Pierre Olivier Arnaud a exposé à la galerie Art:Concept un ensemble d’images d’un genre particulier puisqu’il ne s’agissait pas de photographies encadrées et accrochées au mur mais de tirages sous forme de posters ou de format A4 directement collés sur les murs. Cette manière d’aborder l’image ne relève pas d’une forme de facilité, mais vise à interroger les formes de notre fascination face aux images qui enivrent nos vies.

Bâtiments, rues, formant des sortes d’anti-paysages, détails divers, photo d’images prises dans des journaux, reconstitution de visuels à partir de mots entendus, comme le drôle « the prewiew was tomorrow », les photographies que nous a donné à voir Pierre Olivier Arnaud ont pour vertu essentielle de jouer sur le réflexe de reconnaissance qui caractérise le fonctionnement de notre regard. C’est même cette dimension particulière qu’il interroge ou plutôt met en scène. Cela fonctionne de manière singulière car il s’agit à la fois d’un piège et d’une sorte de processus de révélation.

Le piège tient dans le gris qui littéralement enveloppe toutes ses images. En fait, on pourrait dire qu’il constitue leur dimension. Ce gris n’est pas le résultat d’un jeu réglé de contraste mais une sorte de principe, celui qui assure à l’image sa réversibilité. Elle est ainsi, mais pourrait être autrement. Elle est représentation, mais pourrait être processus d’effacement. Les palmiers montrés en positif et négatif nous donne la clé de ce processus. La loi est la suivante : ce qui s’efface apparaît ce qui apparaît s’efface. Ce que l‘on appelle l’image se situe au point exact où cette inversion se produit ou plus exactement dans la zone de sensibilité où cette inversion se produit. L’image « est » cette zone. En deçà de cette zone, pas grand-chose à voir et au-delà non plus. Ou alors autre chose et ce sont alors des mots, des mots gris qui semblent clignoter dans le lointain de la mémoire ou des mots en néon qui eux aussi clignotent mais en éblouissant.

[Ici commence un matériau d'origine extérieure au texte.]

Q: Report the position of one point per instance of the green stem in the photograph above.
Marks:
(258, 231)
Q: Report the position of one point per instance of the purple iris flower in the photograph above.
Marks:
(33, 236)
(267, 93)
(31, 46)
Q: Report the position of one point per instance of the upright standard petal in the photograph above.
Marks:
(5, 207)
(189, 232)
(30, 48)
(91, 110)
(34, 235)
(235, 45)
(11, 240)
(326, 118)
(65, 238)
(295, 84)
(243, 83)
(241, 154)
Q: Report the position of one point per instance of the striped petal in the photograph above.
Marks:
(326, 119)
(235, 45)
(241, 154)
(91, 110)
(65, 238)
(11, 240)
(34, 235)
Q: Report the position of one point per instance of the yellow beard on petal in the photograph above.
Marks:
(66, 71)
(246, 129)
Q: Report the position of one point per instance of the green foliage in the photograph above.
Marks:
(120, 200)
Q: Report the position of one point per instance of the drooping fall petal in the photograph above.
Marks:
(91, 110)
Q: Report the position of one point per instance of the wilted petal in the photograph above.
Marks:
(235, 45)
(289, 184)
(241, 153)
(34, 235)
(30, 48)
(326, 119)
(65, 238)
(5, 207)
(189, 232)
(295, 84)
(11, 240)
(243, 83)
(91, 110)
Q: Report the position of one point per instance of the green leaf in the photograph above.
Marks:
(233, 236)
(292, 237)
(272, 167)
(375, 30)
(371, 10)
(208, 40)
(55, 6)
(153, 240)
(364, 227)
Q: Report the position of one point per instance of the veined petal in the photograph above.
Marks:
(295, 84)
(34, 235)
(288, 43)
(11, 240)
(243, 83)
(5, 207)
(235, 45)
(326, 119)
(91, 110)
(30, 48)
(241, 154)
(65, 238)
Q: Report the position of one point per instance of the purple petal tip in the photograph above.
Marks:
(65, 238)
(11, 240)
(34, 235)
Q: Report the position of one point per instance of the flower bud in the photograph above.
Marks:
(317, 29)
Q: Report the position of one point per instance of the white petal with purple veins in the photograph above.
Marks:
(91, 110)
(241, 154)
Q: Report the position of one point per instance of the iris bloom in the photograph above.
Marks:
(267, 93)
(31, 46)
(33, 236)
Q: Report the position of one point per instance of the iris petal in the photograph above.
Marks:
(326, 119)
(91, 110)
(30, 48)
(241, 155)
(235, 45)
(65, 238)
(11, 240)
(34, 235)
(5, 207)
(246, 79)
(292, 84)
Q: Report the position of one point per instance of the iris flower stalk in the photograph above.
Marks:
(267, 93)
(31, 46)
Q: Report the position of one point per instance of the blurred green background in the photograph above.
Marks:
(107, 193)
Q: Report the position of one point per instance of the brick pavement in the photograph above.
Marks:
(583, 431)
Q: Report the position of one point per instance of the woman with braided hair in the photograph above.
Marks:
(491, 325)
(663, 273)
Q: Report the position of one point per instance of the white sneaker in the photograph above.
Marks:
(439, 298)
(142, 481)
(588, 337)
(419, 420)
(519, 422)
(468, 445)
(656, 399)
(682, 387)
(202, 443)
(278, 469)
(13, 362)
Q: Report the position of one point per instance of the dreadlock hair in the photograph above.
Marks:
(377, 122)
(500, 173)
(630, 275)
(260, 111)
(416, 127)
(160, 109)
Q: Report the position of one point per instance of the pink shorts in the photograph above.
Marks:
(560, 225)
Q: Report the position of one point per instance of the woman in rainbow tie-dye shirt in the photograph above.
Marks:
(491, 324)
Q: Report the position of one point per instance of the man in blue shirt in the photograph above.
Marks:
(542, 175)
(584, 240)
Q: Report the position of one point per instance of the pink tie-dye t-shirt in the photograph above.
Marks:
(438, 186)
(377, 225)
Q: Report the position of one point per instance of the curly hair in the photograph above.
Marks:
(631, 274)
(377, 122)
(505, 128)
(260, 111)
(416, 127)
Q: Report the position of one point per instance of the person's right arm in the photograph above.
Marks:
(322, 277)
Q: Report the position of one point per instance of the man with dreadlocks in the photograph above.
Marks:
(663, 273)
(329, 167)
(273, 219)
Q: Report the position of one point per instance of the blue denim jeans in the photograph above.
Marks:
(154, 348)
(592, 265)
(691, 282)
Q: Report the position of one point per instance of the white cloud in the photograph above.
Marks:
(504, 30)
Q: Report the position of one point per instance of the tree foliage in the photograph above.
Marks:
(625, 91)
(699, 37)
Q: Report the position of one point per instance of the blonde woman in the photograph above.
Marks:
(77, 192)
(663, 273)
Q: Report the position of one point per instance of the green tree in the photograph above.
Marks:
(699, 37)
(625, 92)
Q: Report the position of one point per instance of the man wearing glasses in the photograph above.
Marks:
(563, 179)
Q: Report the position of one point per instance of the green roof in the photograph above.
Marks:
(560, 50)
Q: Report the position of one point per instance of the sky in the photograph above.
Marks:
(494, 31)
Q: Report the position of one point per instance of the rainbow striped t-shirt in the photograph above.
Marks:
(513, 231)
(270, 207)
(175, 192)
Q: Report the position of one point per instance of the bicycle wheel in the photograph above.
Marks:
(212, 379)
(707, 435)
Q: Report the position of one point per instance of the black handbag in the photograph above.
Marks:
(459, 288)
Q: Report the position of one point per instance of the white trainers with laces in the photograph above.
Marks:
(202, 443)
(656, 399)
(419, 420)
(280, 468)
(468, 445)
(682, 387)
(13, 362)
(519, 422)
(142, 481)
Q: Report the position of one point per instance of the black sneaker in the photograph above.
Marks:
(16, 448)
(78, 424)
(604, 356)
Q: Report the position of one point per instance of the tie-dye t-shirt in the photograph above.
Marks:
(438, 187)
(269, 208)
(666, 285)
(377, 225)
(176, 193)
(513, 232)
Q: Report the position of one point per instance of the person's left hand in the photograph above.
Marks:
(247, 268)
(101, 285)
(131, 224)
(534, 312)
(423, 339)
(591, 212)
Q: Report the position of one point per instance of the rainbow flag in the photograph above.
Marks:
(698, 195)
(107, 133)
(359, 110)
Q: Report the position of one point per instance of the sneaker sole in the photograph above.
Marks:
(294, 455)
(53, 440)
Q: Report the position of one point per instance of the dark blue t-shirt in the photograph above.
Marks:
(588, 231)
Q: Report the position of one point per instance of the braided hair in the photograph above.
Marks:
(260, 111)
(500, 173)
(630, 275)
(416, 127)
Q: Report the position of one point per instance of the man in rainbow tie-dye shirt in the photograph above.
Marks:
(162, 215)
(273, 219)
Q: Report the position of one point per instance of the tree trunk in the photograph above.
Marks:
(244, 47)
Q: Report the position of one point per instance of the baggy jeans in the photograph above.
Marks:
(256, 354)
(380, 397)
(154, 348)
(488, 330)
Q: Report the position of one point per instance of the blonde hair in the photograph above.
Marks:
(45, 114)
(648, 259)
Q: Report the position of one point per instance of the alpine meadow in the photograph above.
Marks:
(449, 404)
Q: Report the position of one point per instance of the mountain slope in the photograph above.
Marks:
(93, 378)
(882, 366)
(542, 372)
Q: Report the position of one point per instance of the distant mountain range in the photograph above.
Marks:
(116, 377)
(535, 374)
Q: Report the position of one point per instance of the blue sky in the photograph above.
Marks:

Ainsi se dessine le champ perceptif qu’interroge Pierre Olivier Arnaud. C’est celui qui s’étend de la mémoire improbable à la perception immédiate, celui qui va de la sensation au processus par lequel l’image devient image dans notre cerveau c’est-à-dire objet de réminiscence possible. C’est alors que les mots prennent leur sens comme incarnation de la forme « concept » des objets mentaux comme les nomme Pierre Changeux, cet ensemble d’éléments qui peuvent être rappelés par et dans le cerveau sans le support d’une perception directe.

L’image, les images se situent à cette frontière précise entre la nécessité d’une perception directe et la formation de strates mémorielles susceptibles d’être plus tard rappelées à l’esprit sans passer par la perception. L’image oscille donc en permanence entre disparition et inscription. Dans un cas, plus rien à voir, dans l’autre plutôt des mots à lire. Entre les deux, cette grisaille de l’instabilité, cette hésitation perceptuelle dont la dimension propre est bien le gris, cette zone où ne règne pas encore la transmutation du visible en lisible mais où ne règne déjà plus la loi de la reconnaissance adaptative liée à la perception directe des objets.

L’image est donc une sorte de moment transitoire que nous nous efforçons de rendre durable et qui, devenu quasi permanent dans notre environnement actuel par sa présence massive, modifie non plus seulement notre perception de la réalité mais le fonctionnement de notre esprit. C’est ce trouble nouveau et dont les effets sont encore inconnus qui constitue le véritable sujet des œuvres de Pierre Olivier Arnaud.